Atualmente os EUA têm grande dificuldade em manter a sua hegemonia no Oriente Médio. As suas tropas foram declaradas indesejáveis no Iraque. Na Síria, os EUA e sua legião estrangeira de terroristas perdem terreno e posições todos os meses. Os Estados Unidos responderam a isso com uma escalada significativa, enviando mais tropas e ameaças constantes contra o Irã. Ao mesmo tempo, viram-se fortes movimentos de protesto no Líbano, Iraque e Irã.

O projeto para o novo Oriente Médio

Quando milhões de iraquianos saíram às ruas recentemente, o seu principal slogan era “Os EUA fora do Oriente Médio!” Como devemos analisar este facto?

Obviamente, existem muitas tensões sociais no Médio Oriente baseadas nas classes sociais e de natureza étnica, religiosa e cultural. A região é uma manta de retalhos de conflitos e tensões que remonta não apenas a centenas de anos, mas até mesmo a milhares. Há sempre, em qualquer parte do mundo, muitas razões para o povo se rebelar contra a corrupção das classes exploradoras. Mas nenhuma rebelião pode ter êxito se não for baseada numa análise realista e exaustiva das condições específicas de cada país e região.

Tal como na África, as fronteiras do Oriente Médio foram arbitrariamente traçadas. São o produto das manipulações das potências imperialistas e em muito menor grau o que os próprios povos queriam.

Durante a era da descolonização, houve um movimento pan-árabe forte e secular que queria criar um mundo árabe unificado. Esse movimento foi influenciado pelas ideias nacionalistas e socialistas que tinham forte apoio popular na época. O rei Abdallah I da Jordânia imaginou um reino que incluísse a Jordânia, a Palestina e a Síria. O Egito e a Síria estabeleceram durante algum tempo uma união chamada República Árabe Unida. Kadafi queria unir a Líbia, Síria e Egito numa federação de repúblicas árabes. Em 1958, uma confederação rapidamente dissolvida foi estabelecida entre a Jordânia e o Iraque, chamada Federação Árabe Todos esses esforços foram transitórios. O que resta é a Liga Árabe, que afinal não é uma federação estatal nem sequer uma aliança. E, claro, temos a reivindicação de um Estado curdo, ou algo semelhante, consistindo num ou mais mini estados curdos. Ainda assim, após ter terminado a Primeira Guerra Mundial, a medida que mais divisões provocou foi o estabelecimento do Estado de Israel em solo palestino. Durante a Primeira Guerra Mundial, o ministro das Relações Exteriores da Grã-Bretanha, Arthur Balfour, emitiu o que ficou conhecido como a Declaração Balfour , que ” […] considera favoravelmente o estabelecimento na Palestina de um lar nacional para o povo judeu”.

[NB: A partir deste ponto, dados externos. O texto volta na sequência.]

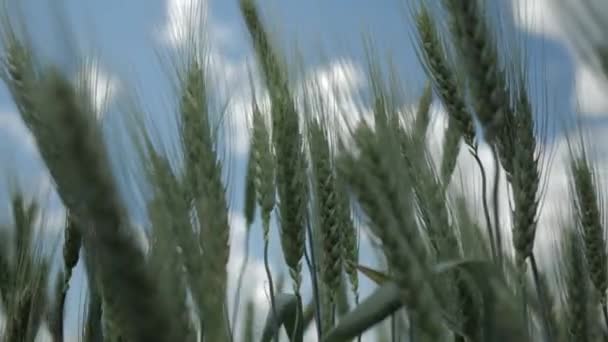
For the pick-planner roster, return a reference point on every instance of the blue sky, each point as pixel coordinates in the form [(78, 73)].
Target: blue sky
[(125, 36)]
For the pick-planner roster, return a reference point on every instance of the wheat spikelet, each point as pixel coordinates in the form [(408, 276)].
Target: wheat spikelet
[(264, 166), (72, 148), (386, 200), (350, 243), (589, 217), (328, 208), (525, 181), (203, 174), (444, 78), (287, 143), (250, 191), (478, 54)]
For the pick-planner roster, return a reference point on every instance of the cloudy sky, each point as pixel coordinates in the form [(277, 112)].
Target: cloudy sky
[(126, 38)]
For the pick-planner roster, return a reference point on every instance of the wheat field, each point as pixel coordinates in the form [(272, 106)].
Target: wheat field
[(368, 206)]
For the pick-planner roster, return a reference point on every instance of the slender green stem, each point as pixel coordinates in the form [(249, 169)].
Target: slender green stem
[(496, 203), (270, 282), (542, 299), (315, 284), (605, 312), (486, 210)]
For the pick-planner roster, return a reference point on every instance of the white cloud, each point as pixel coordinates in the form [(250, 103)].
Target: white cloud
[(537, 16), (590, 90), (12, 125), (569, 24), (99, 84), (183, 17)]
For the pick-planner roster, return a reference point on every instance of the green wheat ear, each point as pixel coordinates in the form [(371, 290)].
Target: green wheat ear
[(328, 211), (204, 180), (589, 214), (287, 144)]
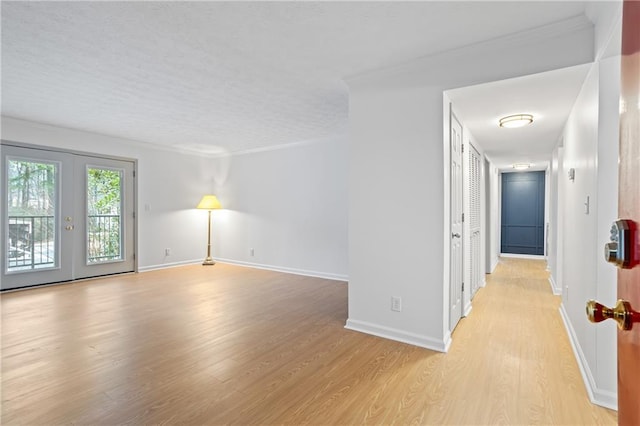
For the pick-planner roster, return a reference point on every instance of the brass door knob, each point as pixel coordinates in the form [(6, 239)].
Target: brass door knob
[(621, 313)]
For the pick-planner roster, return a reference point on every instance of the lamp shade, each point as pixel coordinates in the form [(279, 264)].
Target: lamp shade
[(209, 202)]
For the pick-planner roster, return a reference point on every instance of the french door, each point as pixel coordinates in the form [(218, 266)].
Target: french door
[(64, 216)]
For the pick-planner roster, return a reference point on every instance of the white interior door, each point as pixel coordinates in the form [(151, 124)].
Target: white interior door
[(456, 274), (64, 216), (474, 219)]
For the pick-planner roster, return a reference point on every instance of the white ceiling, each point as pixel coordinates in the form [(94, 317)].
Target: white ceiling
[(548, 96), (232, 76)]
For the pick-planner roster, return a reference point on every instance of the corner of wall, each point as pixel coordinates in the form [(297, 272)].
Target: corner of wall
[(415, 339), (601, 397)]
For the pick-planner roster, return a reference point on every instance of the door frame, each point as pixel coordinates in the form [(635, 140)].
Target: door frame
[(454, 317), (55, 150)]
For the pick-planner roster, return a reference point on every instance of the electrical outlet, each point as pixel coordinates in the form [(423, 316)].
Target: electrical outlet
[(396, 303)]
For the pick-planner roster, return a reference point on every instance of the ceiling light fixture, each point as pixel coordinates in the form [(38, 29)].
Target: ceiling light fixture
[(517, 120), (521, 166)]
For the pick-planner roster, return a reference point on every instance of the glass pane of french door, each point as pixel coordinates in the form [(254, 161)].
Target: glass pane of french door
[(105, 233), (33, 205), (64, 216), (104, 215)]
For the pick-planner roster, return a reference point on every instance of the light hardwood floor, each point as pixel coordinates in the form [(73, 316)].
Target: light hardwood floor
[(232, 345)]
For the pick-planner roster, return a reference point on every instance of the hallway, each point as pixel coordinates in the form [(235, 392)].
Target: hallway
[(235, 345), (514, 349)]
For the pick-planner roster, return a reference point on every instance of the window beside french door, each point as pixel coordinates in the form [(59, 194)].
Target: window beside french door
[(65, 216)]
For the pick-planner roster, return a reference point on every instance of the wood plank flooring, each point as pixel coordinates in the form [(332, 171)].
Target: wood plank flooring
[(232, 345)]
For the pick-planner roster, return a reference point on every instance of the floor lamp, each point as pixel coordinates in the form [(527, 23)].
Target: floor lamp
[(209, 202)]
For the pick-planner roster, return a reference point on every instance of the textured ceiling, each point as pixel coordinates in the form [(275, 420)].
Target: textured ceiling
[(548, 96), (225, 76)]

Mas qual é a base de todas essas tentativas de criação de Estados? Quais são os pré-requisitos para o sucesso ou fracasso?

As potências imperialistas dividem o mundo de acordo com as relações de poder entre elas

Lenin deu a melhor e mais duradoura explicação para isso, no seu ensaio “O imperialismo, fase superior do capitalismo”. Aí, ele expôs cinco características básicas da era do imperialismo:

A concentração da produção e do capital evoluiu para um situação preponderante, criando monopólios que passaram a desempenhar um papel decisivo na vida econômica;

A fusão do capital bancário com o industrial e a criação, com base nesse “capital financeiro”, de uma oligarquia financeira;

A exportação de capital, diferentemente da exportação de mercadorias, adquire uma importância excecional;

A formação de associações capitalistas monopolistas internacionais que compartilham o mundo entre si;

A divisão territorial do mundo inteiro entre as maiores potências capitalistas está concluída.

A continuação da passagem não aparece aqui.